Reviewed by Nathan Ford
What a gorgeous and diverse baroque pop gem this is!
Album number two from the duo of Dan Popplewell and Sophia Churney follows up their unfollowupable debut 2010's "London Town" and wisely ditches the concept album trappings that they perfected first time out in favour of a more loosely connected set of songs with a subversive undercurrent of lyrical darkness.
The Magic Theatre's success hasn't been as immediate as my introduction may suggest though. The duo have been working together since the late nineties when their band Ooberman briefly flirted with the top 40 with their single "Blossoms Falling", followed by two critically lauded albums that refused to translate that acclaim into notable sales.
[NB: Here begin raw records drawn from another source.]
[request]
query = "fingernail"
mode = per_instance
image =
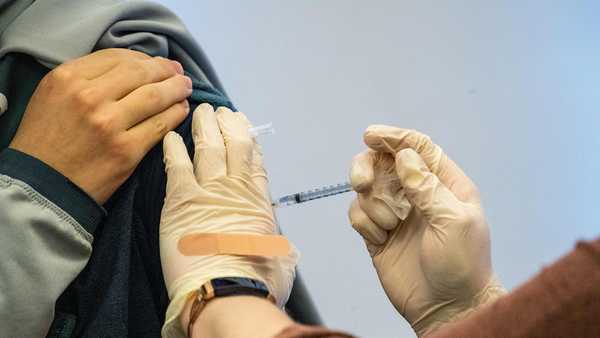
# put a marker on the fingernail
(411, 170)
(178, 67)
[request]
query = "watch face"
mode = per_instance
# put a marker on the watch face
(238, 286)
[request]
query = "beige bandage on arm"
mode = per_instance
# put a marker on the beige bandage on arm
(234, 244)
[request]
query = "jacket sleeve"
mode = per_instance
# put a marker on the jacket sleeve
(45, 240)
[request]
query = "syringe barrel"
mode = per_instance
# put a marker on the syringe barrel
(324, 192)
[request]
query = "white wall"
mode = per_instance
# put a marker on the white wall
(510, 89)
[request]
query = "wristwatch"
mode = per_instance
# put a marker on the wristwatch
(224, 287)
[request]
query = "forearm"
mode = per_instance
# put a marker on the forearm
(562, 301)
(237, 317)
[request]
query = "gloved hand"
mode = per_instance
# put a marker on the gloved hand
(424, 227)
(224, 191)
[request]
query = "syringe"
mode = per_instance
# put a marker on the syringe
(313, 194)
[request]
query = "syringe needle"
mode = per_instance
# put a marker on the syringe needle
(313, 194)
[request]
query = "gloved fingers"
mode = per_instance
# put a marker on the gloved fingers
(210, 154)
(378, 210)
(259, 174)
(178, 165)
(371, 232)
(425, 191)
(392, 140)
(362, 172)
(238, 142)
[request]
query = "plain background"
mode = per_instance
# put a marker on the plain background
(510, 89)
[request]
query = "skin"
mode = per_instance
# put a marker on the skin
(253, 317)
(94, 118)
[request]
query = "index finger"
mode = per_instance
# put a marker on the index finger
(97, 63)
(392, 139)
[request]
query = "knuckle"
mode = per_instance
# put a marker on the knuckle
(121, 151)
(137, 68)
(159, 127)
(101, 124)
(61, 74)
(468, 217)
(88, 98)
(153, 96)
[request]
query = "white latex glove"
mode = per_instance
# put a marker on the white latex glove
(224, 191)
(424, 227)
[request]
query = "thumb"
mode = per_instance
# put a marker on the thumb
(425, 191)
(179, 168)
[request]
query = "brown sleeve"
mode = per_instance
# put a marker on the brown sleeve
(563, 300)
(303, 331)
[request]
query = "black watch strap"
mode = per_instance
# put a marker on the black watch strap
(224, 287)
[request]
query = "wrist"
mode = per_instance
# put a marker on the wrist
(236, 316)
(459, 310)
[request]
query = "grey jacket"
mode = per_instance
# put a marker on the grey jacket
(46, 222)
(43, 247)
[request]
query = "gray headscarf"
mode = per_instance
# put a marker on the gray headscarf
(54, 31)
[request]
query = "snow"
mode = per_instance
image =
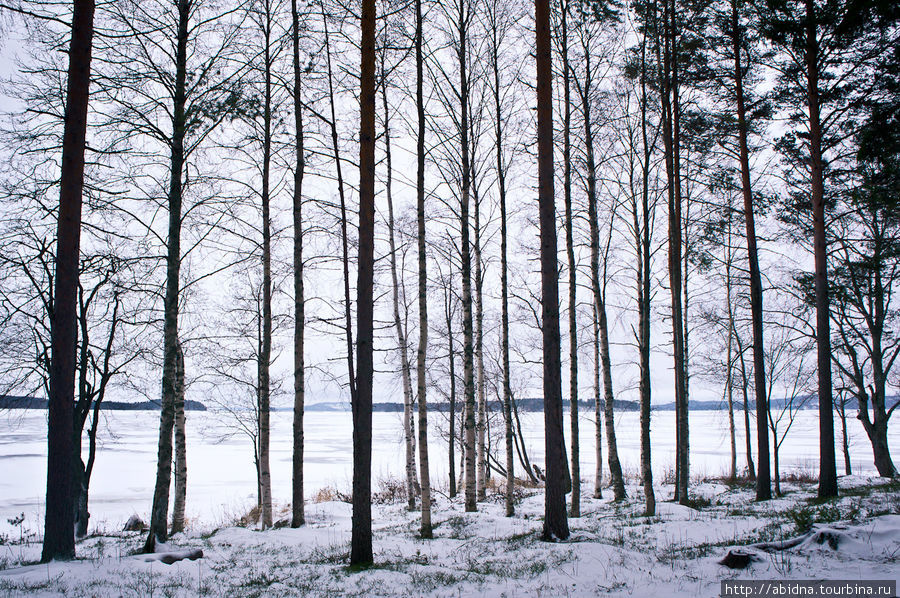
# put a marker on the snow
(222, 481)
(613, 549)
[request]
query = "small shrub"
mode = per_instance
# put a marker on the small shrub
(803, 519)
(390, 491)
(698, 502)
(330, 493)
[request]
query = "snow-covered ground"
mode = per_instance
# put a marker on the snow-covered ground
(222, 481)
(613, 549)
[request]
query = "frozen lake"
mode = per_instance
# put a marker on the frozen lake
(222, 479)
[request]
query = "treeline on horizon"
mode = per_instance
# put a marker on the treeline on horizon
(247, 199)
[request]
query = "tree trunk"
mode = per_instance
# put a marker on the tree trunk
(361, 533)
(575, 509)
(298, 516)
(421, 355)
(556, 525)
(265, 355)
(751, 470)
(448, 297)
(644, 300)
(180, 446)
(468, 342)
(671, 127)
(729, 361)
(845, 441)
(412, 482)
(483, 471)
(827, 468)
(504, 281)
(345, 242)
(876, 430)
(598, 442)
(159, 512)
(59, 524)
(763, 484)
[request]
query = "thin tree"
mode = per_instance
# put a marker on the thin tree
(556, 524)
(497, 28)
(158, 512)
(180, 499)
(412, 482)
(424, 476)
(59, 520)
(298, 517)
(575, 508)
(763, 481)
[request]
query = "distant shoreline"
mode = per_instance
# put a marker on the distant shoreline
(42, 404)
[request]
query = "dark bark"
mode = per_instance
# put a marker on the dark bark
(424, 475)
(751, 470)
(159, 511)
(179, 503)
(827, 467)
(345, 241)
(671, 120)
(763, 482)
(59, 524)
(575, 509)
(451, 356)
(468, 340)
(361, 532)
(265, 354)
(504, 280)
(412, 481)
(556, 525)
(644, 298)
(298, 516)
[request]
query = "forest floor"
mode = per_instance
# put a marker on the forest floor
(613, 549)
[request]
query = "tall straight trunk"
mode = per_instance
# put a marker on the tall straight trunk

This history together has forged an instinctive, distinctive and memorable sound that recalls baroque pop forefathers like the Left Banke, without ever sounding like a throwback.
Popplewell otherwise earns his keep as a library music composer and his diverse arranging skills are set loose here to follow whatever whim he sees fit whether it be the whirling dervish of "Festival of Fire", the percussive cha-cha of "I Got The Answer" or the much more contemporary sounding "Cathedrals of the Mind" which has moments that sound like something Damon Albarn would cook up in a particularly inspired moment.
And check out the arrangements on opener "The Sampler" - it's like someone reined in Danny Elfman to score an Eleanor Rigby christmas special - OK, that would probably make a really miserable movie, but the arrangements here are just lovely.
Churney's voice is the perfect foil for Popplewell's rich arrangements, inhabiting these songs with the same sort of effortless pliability that Vashti Bunyan exhibited on her early Immediate recordings, with her vocal on the closing title track being a hanky grabber for all but the most cold hearted.
A perfectly conceived baroque pop album for the 21st century.
Sublime.
Available on Vinyl, Digital Download, and CD.